When Harry Met Betty

Traipsing around Hollywood, cameras in tow, “Husted/Crocker enjoyed cocktail parties, sightseeing trips, luncheons, yachting excursions, and movie debuts,” wrote Susan Marks in Finding Betty Crocker, her history of the brand. “Soon she had free access to closed movie sets and permission to interview anyone she cared to.” Husted brought star power to Betty Crocker’s popular weekly radio show, revealing on air the secrets of Robert Taylor’s lemon meringue pie, Clark Gable’s cake frosting, and Joan Crawford’s potatoes on the half shell.

Inevitably, she found her way to the Brown Derby restaurant, where it’s likely she encountered Harry Baker’s cake. (A decade later, Husted collaborated with Cobb on a cookbook of Brown Derby favorites.)

This coincidental collision between Baker and Crocker on the eve of the Second World War is what propels Harry Baker’s personal history into the realm of cultural studies. Or, if you prefer, Fellini: The gay baker, exiled from his staid Midwestern family, enters the gossamer world of Hollywood fantasy. There, he meets up with the fictional persona of a culinary corporation. Like a relay runner, he hands off his life’s achievement, his signature cake recipe, to Betty; she in turn sells it back to America as the hallmark of the very domestic life that Baker had spurned.

This cycle is completed with a story from Sarah Baker, about the time when her father, Harry Baker Jr., who grew up to be a minister, was posted to a church in Gibsonburg, Ohio. “The women’s group at the church made up a cookbook,” she recalled, “and one of them contributed a recipe for chiffon cake. My mother said when she saw that, she felt like she had to keep her mouth shut. She just didn’t want to open up the subject.”

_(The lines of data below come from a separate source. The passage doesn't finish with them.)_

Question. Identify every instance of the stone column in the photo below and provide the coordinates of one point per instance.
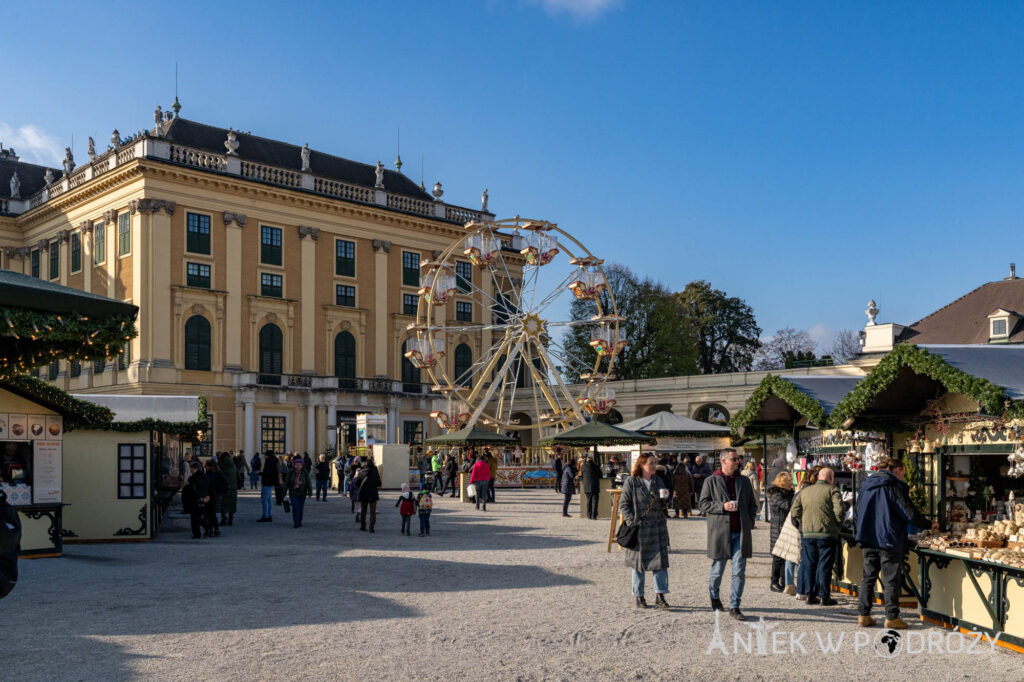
(247, 400)
(311, 427)
(381, 251)
(332, 420)
(233, 222)
(308, 365)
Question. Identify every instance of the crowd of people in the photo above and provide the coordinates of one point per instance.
(805, 527)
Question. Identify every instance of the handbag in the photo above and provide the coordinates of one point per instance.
(628, 536)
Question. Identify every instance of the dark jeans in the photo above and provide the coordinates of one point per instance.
(297, 505)
(890, 565)
(363, 514)
(816, 557)
(777, 570)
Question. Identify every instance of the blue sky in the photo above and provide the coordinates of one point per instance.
(805, 157)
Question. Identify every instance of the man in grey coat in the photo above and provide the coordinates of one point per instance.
(727, 500)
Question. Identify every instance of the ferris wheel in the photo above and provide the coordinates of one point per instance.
(515, 270)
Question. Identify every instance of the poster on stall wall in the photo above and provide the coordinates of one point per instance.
(37, 426)
(46, 465)
(54, 427)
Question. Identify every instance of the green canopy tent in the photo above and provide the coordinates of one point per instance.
(41, 322)
(471, 436)
(597, 433)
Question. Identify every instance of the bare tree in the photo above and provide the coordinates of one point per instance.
(845, 347)
(785, 342)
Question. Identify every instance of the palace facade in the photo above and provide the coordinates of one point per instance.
(275, 281)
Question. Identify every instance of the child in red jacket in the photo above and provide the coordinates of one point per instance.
(407, 507)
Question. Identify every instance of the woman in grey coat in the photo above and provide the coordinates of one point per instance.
(643, 502)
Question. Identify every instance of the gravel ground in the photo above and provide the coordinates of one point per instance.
(514, 593)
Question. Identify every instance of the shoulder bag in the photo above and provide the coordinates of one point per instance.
(628, 535)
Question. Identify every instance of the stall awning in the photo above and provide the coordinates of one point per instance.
(781, 401)
(906, 379)
(667, 424)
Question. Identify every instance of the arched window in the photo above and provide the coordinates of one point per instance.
(198, 343)
(463, 363)
(270, 352)
(410, 375)
(344, 359)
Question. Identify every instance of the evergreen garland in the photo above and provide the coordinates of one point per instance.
(30, 339)
(991, 397)
(779, 387)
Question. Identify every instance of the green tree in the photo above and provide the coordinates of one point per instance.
(658, 343)
(724, 328)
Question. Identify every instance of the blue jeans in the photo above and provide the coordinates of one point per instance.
(297, 505)
(738, 572)
(816, 558)
(266, 499)
(660, 582)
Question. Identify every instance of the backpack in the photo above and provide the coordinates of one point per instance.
(10, 546)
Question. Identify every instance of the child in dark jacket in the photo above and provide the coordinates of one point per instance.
(407, 507)
(424, 503)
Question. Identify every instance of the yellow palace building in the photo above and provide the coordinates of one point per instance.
(273, 280)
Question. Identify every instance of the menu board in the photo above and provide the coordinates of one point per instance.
(31, 427)
(46, 465)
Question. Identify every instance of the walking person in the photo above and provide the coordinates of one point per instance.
(255, 469)
(269, 478)
(424, 504)
(298, 486)
(567, 486)
(884, 509)
(779, 499)
(479, 475)
(642, 503)
(817, 511)
(558, 466)
(682, 493)
(407, 507)
(323, 476)
(591, 475)
(229, 499)
(727, 501)
(370, 482)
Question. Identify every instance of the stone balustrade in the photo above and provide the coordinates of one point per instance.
(153, 147)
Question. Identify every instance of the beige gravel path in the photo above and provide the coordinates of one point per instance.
(514, 593)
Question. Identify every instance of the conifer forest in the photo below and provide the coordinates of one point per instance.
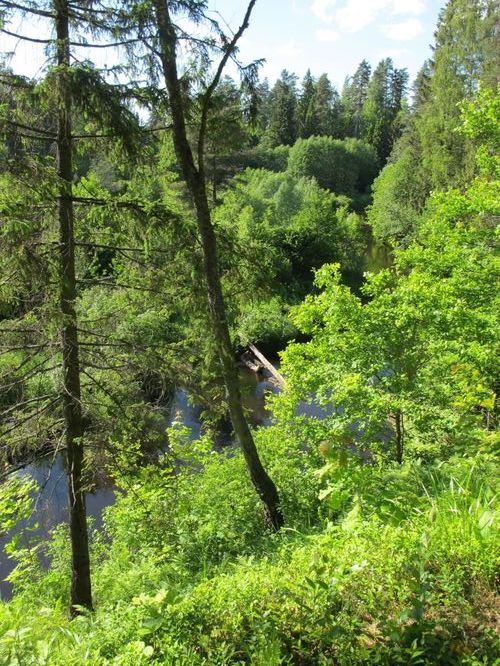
(249, 336)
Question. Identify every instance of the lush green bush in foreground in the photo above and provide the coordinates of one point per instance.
(399, 570)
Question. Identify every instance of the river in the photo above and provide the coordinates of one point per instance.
(51, 505)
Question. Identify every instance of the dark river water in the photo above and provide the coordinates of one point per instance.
(51, 506)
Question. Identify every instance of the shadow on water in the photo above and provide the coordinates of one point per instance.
(51, 507)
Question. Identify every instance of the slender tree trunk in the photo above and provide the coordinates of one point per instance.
(214, 179)
(196, 182)
(81, 594)
(398, 418)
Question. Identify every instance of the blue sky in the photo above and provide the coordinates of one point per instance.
(331, 36)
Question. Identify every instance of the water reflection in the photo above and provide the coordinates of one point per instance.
(51, 506)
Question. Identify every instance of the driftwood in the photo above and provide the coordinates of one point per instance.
(267, 365)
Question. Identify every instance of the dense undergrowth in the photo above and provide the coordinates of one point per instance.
(400, 570)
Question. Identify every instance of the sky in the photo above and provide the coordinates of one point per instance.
(331, 36)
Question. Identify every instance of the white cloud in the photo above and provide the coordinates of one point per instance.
(404, 31)
(357, 14)
(322, 9)
(354, 15)
(395, 54)
(414, 7)
(289, 50)
(326, 36)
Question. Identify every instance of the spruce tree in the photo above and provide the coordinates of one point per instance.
(282, 128)
(305, 107)
(354, 96)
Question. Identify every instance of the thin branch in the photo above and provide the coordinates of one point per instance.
(29, 10)
(18, 424)
(207, 97)
(26, 39)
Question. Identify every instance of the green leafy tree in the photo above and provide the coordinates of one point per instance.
(414, 367)
(344, 167)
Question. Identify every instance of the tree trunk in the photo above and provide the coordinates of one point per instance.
(80, 563)
(196, 182)
(398, 418)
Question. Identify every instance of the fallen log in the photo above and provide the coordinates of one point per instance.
(269, 366)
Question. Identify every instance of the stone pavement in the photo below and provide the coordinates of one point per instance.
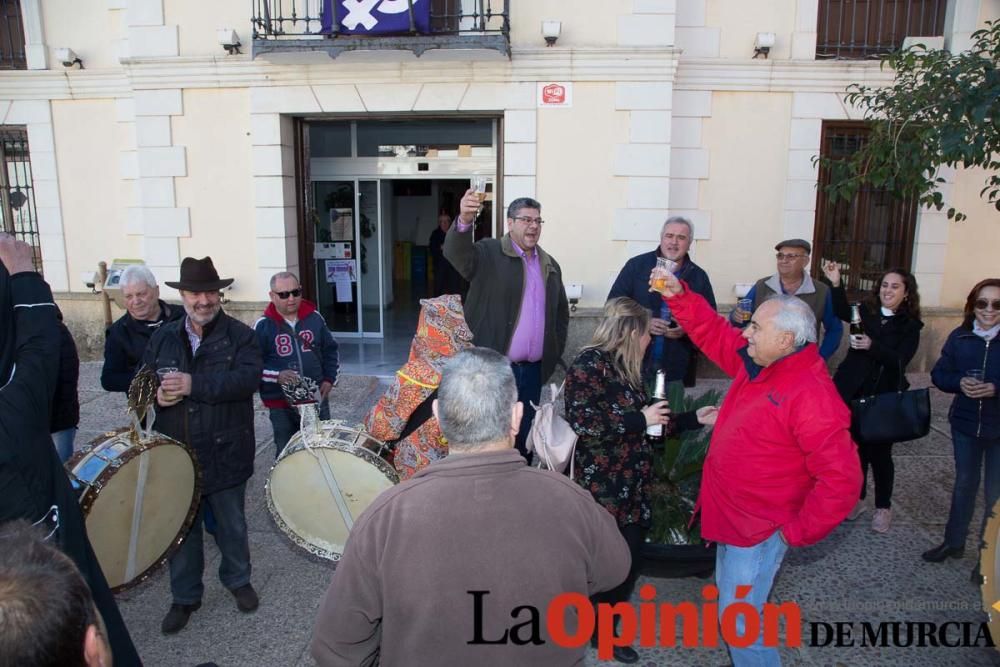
(854, 575)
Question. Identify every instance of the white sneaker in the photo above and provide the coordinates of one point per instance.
(881, 520)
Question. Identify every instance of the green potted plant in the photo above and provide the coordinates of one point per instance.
(673, 545)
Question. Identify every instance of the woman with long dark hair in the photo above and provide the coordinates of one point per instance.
(606, 405)
(969, 367)
(876, 363)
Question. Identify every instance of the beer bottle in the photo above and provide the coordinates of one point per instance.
(655, 431)
(857, 328)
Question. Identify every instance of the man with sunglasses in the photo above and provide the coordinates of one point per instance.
(792, 277)
(517, 303)
(294, 340)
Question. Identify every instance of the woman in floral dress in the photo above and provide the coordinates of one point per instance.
(606, 406)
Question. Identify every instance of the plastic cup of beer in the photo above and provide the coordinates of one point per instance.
(162, 373)
(660, 271)
(478, 185)
(745, 307)
(165, 371)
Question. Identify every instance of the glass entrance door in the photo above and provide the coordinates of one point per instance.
(348, 256)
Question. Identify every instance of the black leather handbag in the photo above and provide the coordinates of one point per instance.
(895, 416)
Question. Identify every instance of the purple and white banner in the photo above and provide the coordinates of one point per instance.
(377, 17)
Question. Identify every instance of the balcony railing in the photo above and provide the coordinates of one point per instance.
(336, 26)
(859, 29)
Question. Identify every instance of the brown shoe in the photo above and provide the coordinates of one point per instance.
(882, 520)
(246, 598)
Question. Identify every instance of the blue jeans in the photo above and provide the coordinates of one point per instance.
(63, 440)
(969, 454)
(749, 566)
(188, 562)
(285, 424)
(528, 376)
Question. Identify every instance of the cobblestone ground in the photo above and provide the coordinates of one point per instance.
(853, 576)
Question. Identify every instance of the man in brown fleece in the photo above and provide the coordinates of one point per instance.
(458, 565)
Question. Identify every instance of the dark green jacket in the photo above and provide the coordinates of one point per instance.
(496, 286)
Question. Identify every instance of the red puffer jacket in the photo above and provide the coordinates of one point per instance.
(781, 455)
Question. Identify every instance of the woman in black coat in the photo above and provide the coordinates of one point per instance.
(876, 363)
(32, 479)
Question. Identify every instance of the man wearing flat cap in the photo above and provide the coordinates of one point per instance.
(793, 278)
(206, 401)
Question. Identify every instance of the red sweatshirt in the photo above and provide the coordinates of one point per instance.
(781, 455)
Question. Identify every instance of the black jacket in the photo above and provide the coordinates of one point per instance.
(962, 352)
(876, 370)
(32, 478)
(496, 275)
(66, 400)
(124, 344)
(680, 357)
(216, 419)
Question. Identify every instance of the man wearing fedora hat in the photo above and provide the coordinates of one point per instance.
(206, 401)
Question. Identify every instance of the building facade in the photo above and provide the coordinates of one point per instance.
(333, 155)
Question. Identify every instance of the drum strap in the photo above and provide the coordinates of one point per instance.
(418, 417)
(140, 494)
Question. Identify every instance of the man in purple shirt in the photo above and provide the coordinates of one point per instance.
(516, 304)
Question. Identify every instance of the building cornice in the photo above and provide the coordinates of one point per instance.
(528, 65)
(791, 76)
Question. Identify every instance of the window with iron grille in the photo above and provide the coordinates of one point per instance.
(871, 233)
(11, 36)
(858, 29)
(18, 215)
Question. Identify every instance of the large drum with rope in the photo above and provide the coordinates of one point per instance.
(325, 477)
(139, 497)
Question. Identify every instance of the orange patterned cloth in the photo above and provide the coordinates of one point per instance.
(441, 333)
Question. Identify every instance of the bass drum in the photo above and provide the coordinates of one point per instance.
(319, 486)
(989, 568)
(139, 500)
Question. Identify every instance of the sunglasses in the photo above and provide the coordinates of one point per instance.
(981, 304)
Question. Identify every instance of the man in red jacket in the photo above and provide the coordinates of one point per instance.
(781, 467)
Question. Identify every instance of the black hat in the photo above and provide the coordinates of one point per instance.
(199, 275)
(789, 243)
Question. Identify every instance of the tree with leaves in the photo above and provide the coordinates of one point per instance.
(941, 109)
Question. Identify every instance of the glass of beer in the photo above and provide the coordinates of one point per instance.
(478, 185)
(976, 375)
(659, 276)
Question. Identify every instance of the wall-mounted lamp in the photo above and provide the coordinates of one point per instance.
(229, 40)
(550, 31)
(68, 58)
(762, 44)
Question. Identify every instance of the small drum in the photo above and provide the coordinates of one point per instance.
(319, 486)
(138, 498)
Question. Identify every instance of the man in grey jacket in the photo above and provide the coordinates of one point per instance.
(445, 568)
(517, 303)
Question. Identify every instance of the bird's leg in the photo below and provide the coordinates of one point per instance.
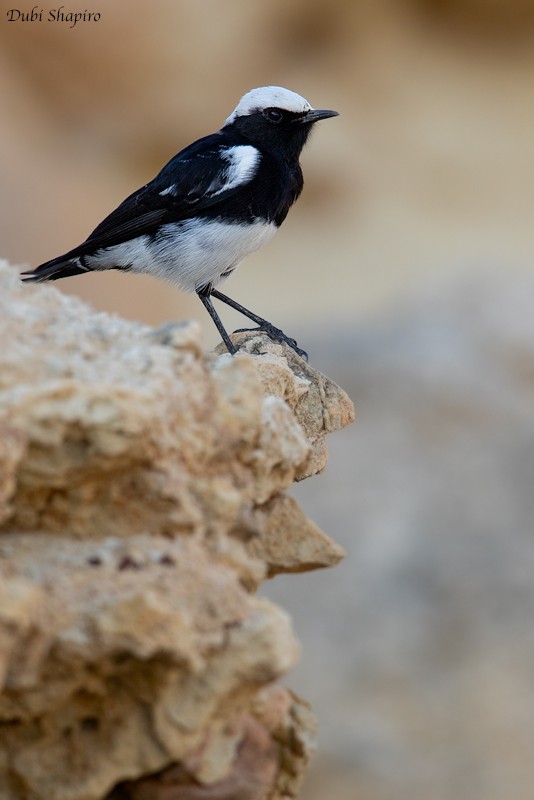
(204, 295)
(267, 327)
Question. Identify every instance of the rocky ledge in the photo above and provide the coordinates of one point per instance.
(142, 503)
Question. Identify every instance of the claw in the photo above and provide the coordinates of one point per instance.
(278, 336)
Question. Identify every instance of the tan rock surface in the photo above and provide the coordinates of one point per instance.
(141, 503)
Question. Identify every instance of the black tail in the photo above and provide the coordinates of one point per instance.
(53, 270)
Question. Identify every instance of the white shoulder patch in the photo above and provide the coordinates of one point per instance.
(243, 160)
(268, 97)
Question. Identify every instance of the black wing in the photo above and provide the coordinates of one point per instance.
(193, 181)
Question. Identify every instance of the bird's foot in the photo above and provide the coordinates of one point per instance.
(278, 336)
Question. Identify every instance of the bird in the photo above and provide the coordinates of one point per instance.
(215, 202)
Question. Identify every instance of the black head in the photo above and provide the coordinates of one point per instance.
(275, 119)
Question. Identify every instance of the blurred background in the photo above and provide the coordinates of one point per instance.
(407, 272)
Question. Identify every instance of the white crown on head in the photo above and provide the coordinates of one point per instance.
(269, 97)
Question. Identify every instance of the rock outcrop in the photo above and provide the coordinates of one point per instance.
(142, 502)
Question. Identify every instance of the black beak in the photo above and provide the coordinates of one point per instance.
(314, 115)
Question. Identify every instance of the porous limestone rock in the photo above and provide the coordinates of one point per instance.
(142, 501)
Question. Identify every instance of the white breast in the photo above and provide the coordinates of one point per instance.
(190, 254)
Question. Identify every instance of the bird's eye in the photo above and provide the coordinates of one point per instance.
(273, 115)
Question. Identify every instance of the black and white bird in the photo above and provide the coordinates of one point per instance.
(216, 201)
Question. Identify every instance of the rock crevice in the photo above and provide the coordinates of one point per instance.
(142, 502)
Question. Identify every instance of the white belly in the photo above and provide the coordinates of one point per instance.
(191, 254)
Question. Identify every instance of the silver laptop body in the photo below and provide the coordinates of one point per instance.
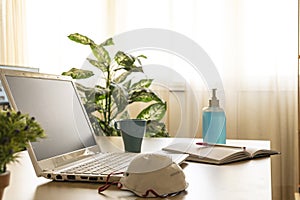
(70, 151)
(70, 143)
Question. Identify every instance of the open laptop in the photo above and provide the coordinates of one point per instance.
(69, 152)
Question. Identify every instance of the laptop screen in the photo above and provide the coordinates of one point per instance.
(57, 107)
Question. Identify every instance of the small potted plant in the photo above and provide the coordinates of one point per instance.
(16, 131)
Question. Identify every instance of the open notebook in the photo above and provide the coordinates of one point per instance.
(222, 154)
(70, 151)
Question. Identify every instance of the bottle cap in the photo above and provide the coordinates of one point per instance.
(214, 102)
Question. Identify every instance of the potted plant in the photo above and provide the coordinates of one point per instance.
(108, 101)
(16, 131)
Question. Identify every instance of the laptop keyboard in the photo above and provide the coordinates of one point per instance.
(103, 164)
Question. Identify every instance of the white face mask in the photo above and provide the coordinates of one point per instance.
(152, 175)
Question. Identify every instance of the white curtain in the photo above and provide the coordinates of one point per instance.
(12, 32)
(254, 45)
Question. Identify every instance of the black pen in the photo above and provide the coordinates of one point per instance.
(219, 145)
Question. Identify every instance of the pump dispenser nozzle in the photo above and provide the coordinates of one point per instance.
(214, 102)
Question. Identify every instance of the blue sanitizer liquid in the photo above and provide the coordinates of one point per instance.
(214, 125)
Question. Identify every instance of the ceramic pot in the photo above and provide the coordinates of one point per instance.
(4, 182)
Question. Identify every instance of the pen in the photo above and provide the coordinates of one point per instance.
(219, 145)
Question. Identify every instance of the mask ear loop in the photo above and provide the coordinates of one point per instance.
(160, 196)
(108, 184)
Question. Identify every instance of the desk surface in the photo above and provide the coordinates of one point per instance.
(243, 180)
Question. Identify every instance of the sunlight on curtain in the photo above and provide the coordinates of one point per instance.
(13, 33)
(252, 43)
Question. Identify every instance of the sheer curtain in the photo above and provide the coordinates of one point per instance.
(254, 45)
(12, 32)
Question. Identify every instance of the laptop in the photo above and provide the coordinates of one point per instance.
(70, 151)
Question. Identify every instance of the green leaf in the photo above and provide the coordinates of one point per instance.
(78, 73)
(144, 83)
(107, 42)
(153, 112)
(101, 54)
(76, 37)
(120, 97)
(144, 95)
(125, 74)
(98, 64)
(124, 60)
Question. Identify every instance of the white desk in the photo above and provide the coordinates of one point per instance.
(243, 180)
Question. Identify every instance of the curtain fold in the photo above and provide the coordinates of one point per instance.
(13, 33)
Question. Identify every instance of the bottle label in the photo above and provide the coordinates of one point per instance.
(214, 127)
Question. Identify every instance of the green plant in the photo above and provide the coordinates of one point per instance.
(108, 101)
(16, 131)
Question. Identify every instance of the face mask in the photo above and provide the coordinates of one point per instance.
(152, 175)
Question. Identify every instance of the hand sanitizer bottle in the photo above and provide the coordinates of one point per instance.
(214, 122)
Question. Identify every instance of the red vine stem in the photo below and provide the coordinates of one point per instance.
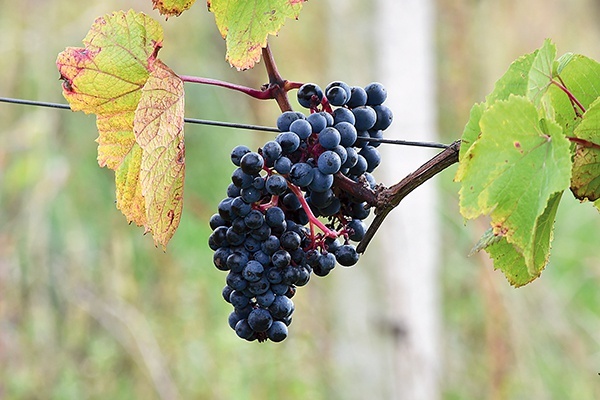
(257, 94)
(569, 94)
(311, 217)
(389, 198)
(276, 83)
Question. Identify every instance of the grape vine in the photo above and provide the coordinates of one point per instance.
(295, 205)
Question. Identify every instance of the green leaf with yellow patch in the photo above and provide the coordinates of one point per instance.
(512, 170)
(158, 128)
(245, 25)
(510, 259)
(585, 182)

Betty Crocker’s image had as much to do with femininity as cooking. In her first radio broadcast in 1924, according to Finding Betty Crocker, Betty asked listeners, “If you load a man’s stomach with soggy boiled cabbage, greasy fried potatoes, can you wonder that he wants to start a fight or go out and commit a crime? We should be grateful that he does nothing worse than display a lot of temper.”

By the end of World War II, when Fortune Magazine named her the second-most-popular woman in America, surpassed only by Eleanor Roosevelt, Crocker’s image had become “supercharged with ideas about how a woman ought to be and behave,” Marks said. “She was about being the anchor of the family: A savvy consumer, a good wife and mother. The connection between love and food was a rich undercurrent.”

That connection was just a small aspect of a complicated set of cultural expectations that took hold during the 1950s. “During the war, women had worked and were educated and had aspirations,” said Elaine Tyler May, a professor of American Studies at the University of Minnesota and the author of Homeward Bound: American Families in the Cold War Era. “But after the war, doors closed, and the one big door that opened was the home. Women said, ‘I may not be able to be a doctor or an artist, but I’ll be a career homemaker.’ Take care of the children, be a good partner, and be sexy and glamorous.”

General Mills, through Betty Crocker, played no small part in creating this mystique. My 1956 edition of Betty Crocker’s Picture Cook Book includes, in addition to recipes and instructions for table settings, an illustrated list of “special helps” that hint at the frustrations of the career housewife: “Notice humorous and interesting incidents to relate at dinnertime when the family is together,” reads one. Another advises readers to “harbor pleasant thoughts while working. It will make every task lighter and pleasanter.” Still another suggests that they lie down on the kitchen floor to avoid fatigue: “Let your arms, hands, and head fall limp.”

The 1950s also saw an unprecedented wave of anti-gay sentiment. As Senator Joseph McCarthy executed his notorious crusade against communists, his colleagues, including Senators Styles Bridges and Kenneth Wherry, were taking steps to bar gays and lesbians from public service in the less-remembered “Lavender Scare.” The rationale for the politics was that homosexuals in government service would be susceptible to blackmail. Some went so far as to accuse communists of spreading homosexuality in order to undermine American values. As with today’s debates over gay marriage, vote-hungry senators divided and conquered the electorate by appeals to prejudice. Thousands of civil servants lost their jobs after laws (which stood on the books until the mid-1970s) were passed to eject gays and lesbians from the government.

These two gender codes of the 1950s—the homemaker and the homosexual, the domestic and the deviant—defined America’s protectorate and our enemy. More delicious than the flavor of chiffon cake, then, is its historical irony. “This cake was developed in the closet by a gay man—the farthest from the Betty Crocker mystique that you could imagine,” May said, “and then it was adopted as a postwar modern recipe for the new homemaker.”